Immobilization of laccase onto chitosan beads to enhance its capability to degrade synthetic dyes

Loss in activity and denaturation remain key challenges to the potential use of laccase in industrial applications. One of the most important aims of enzyme technology is to enhance the stability and reusability of enzymes through immobilization processes. Here, a purified laccase (Tplac) from the white rot fungus Trametes pubescens was entrapped onto chitosan beads with the crosslinker glutaraldehyde, in order to improve the stability and recovery rate of Tplac, and was applied in decolorization of various synthetic dyes.
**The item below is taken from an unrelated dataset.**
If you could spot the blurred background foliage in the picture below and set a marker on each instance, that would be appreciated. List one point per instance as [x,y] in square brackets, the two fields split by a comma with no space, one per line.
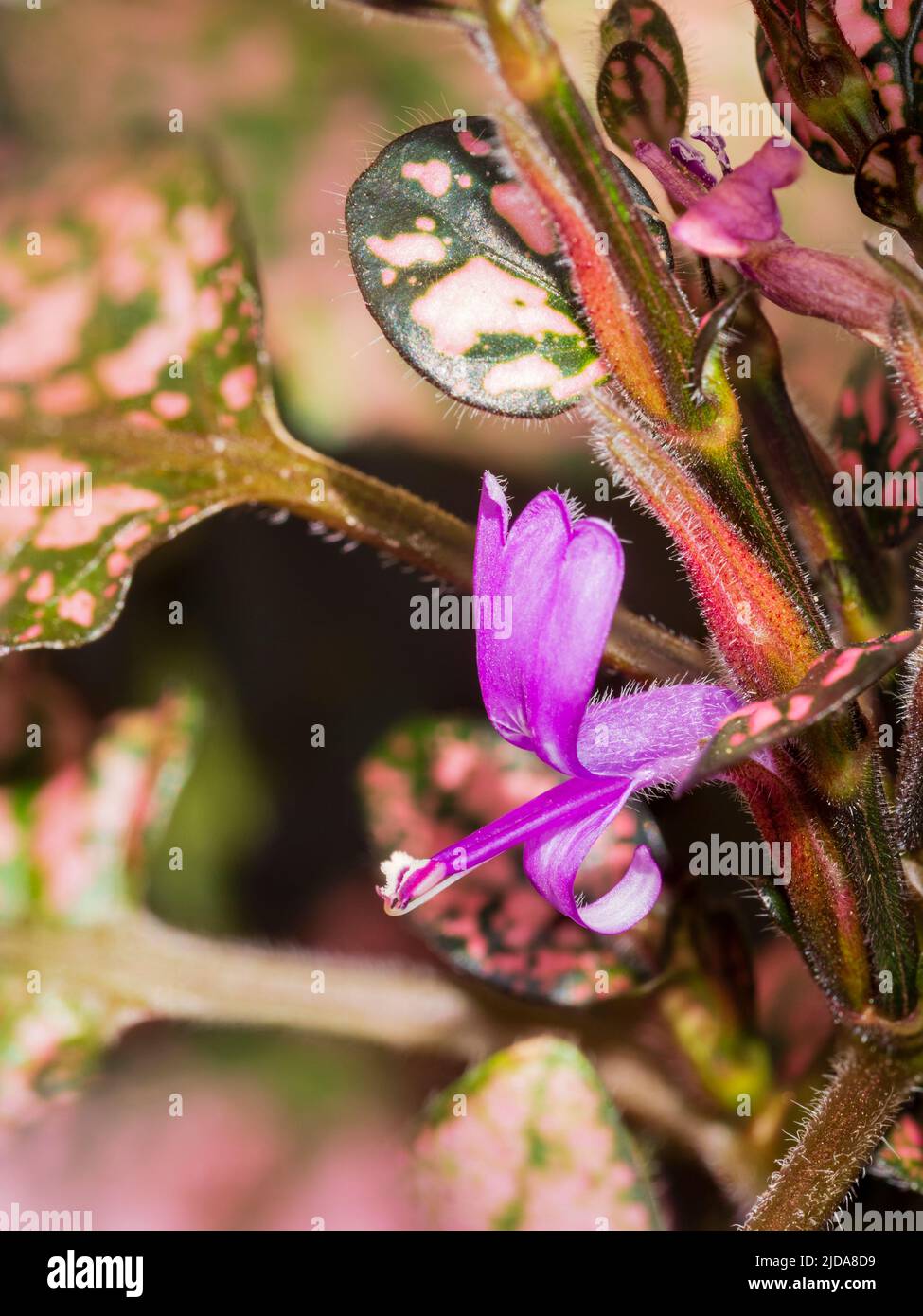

The optimal conditions for Tplac immobilized onto chitosan beads were 0.8% (v/v) glutaraldehyde concentration, 3 h crosslinking time, 2 mL enzyme solution (approximately 43.672 U/mL), and 4 h immobilization time. The pH adaptability and resistance to thermal denaturation of immobilized Tplac were considerably enhanced compared with free Tplac, and both the operational stability and durability during multiple reuses were superior to those of free Tplac; after six cycles of continuous use, the activity of immobilized enzyme remained above 60%. Also, immobilized Tplac was able to degrade various synthetic dyes, especially metal-complex dye Acid Black 172. Results of this study demonstrated that, alongside the better stability and reusability of immobilized Tplac, the immobilized enzyme could be used in many applications.